Aber das war zu kurz gedacht. Auch Demokratie ist Herrschaft, die Herrschaft der Mehrheit nämlich. Und die Mehrheit ist auch nicht zwangsläufig toleranter als ein König, ein Fürst oder eine Einheitspartei. In Zeiten der klassischen repräsentativen Demokratie fiel das zunächst weiter gar nicht auf, da Institutionen die Rechte der Minderheit schützten. Zudem gab es keine mediale Möglichkeit, außerinstitutionell ein Meinungsklima zu schaffen. Und eine Großdemo bedeutet noch keine Deutungshoheit.

Über die Freiheit

Dafür muss man Schlüsselpositionen der Meinungsmacher einnehmen: im Stadttheater nebenan, in der Filmbranche, im Kulturmanagement, bei Stiftungen, in Medienhäusern, Redaktionsstuben und im Wissenschaftsbetrieb. Und im Zeitalter von Twitter ist eine Meute empörungswilliger Lemminge sicher hilfreich. Dann braucht man nicht einmal eine Mehrheit, um ein beklemmendes Meinungsklima zu schaffen. Dann kann eine Minderheit einer Mehrheit eine ganze Agenda des Meinens und Redens oktroyieren.

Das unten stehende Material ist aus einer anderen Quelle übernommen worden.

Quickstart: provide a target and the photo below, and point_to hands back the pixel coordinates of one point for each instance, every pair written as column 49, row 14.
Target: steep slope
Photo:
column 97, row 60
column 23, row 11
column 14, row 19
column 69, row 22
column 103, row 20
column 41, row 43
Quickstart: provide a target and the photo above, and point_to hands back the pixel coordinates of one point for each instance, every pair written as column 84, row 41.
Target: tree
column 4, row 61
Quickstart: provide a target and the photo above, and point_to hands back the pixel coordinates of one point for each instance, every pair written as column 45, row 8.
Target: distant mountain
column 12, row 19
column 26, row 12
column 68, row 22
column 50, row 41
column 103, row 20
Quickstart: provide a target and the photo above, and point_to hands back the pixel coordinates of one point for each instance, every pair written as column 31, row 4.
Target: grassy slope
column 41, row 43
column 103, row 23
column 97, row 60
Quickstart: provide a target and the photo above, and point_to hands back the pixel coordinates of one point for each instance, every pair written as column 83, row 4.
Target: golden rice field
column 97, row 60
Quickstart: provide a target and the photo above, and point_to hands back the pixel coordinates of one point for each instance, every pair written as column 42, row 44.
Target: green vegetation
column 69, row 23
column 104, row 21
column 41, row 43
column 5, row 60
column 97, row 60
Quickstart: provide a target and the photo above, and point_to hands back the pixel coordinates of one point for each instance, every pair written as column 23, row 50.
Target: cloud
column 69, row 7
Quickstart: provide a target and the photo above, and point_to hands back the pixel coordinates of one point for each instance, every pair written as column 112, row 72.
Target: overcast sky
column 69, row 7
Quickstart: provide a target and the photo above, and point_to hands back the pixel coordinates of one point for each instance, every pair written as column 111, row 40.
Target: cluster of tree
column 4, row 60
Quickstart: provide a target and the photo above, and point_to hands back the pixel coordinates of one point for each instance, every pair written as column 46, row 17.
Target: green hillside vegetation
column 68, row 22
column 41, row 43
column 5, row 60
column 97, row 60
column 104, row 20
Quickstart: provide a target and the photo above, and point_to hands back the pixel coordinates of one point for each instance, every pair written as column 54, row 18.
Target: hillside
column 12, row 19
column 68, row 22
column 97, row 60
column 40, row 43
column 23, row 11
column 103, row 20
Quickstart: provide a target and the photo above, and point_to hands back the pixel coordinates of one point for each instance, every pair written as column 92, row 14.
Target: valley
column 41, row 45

Wie das funktioniert, das wusste in brillanter Voraussicht schon John Stuart Mill, britischer Philosoph, Ökonom und Klassiker des Liberalismus. In der Einleitung zu seinem Essay „Über die Freiheit“ schreibt er prophetisch: „Schutz gegen die Tyrannei der Behörde ist daher nicht genug, es braucht auch Schutz gegen die Tyrannei des vorherrschenden Meinens und Empfindens, gegen die Tendenz der Gesellschaft, durch andere Mittel als zivile Strafen ihre eigenen Ideen und Praktiken als Lebensregeln denen aufzuerlegen, die eine abweichende Meinung haben, die Entwicklung in Fesseln zu schlagen, wenn möglich die Bildung jeder Individualität, die nicht mit ihrem eigenen Kurs harmoniert, zu verhindern und alle Charaktere zu zwingen, sich nach ihrem eigenen Modell zu formen.“

Meinungsäußerung braucht eine Kultur des Dissens

Mill schrieb diese Worte 1859, und es ist im Grunde ein Armutszeugnis unserer ach so pluralistischen Gesellschaft, dass jedem, der sie liest, ein beklemmendes Gefühl überkommt. Denn Meinungsfreiheit bedeutet in einer demokratischen Gesellschaft nicht das juristisch verbriefte Recht, seine Meinung frei sagen zu dürfen. Das sollte selbstverständlich sein. Freie Meinungsäußerung bedeutet vielmehr, eine Kultur der freien Meinungsäußerung und des Dissenses zu leben.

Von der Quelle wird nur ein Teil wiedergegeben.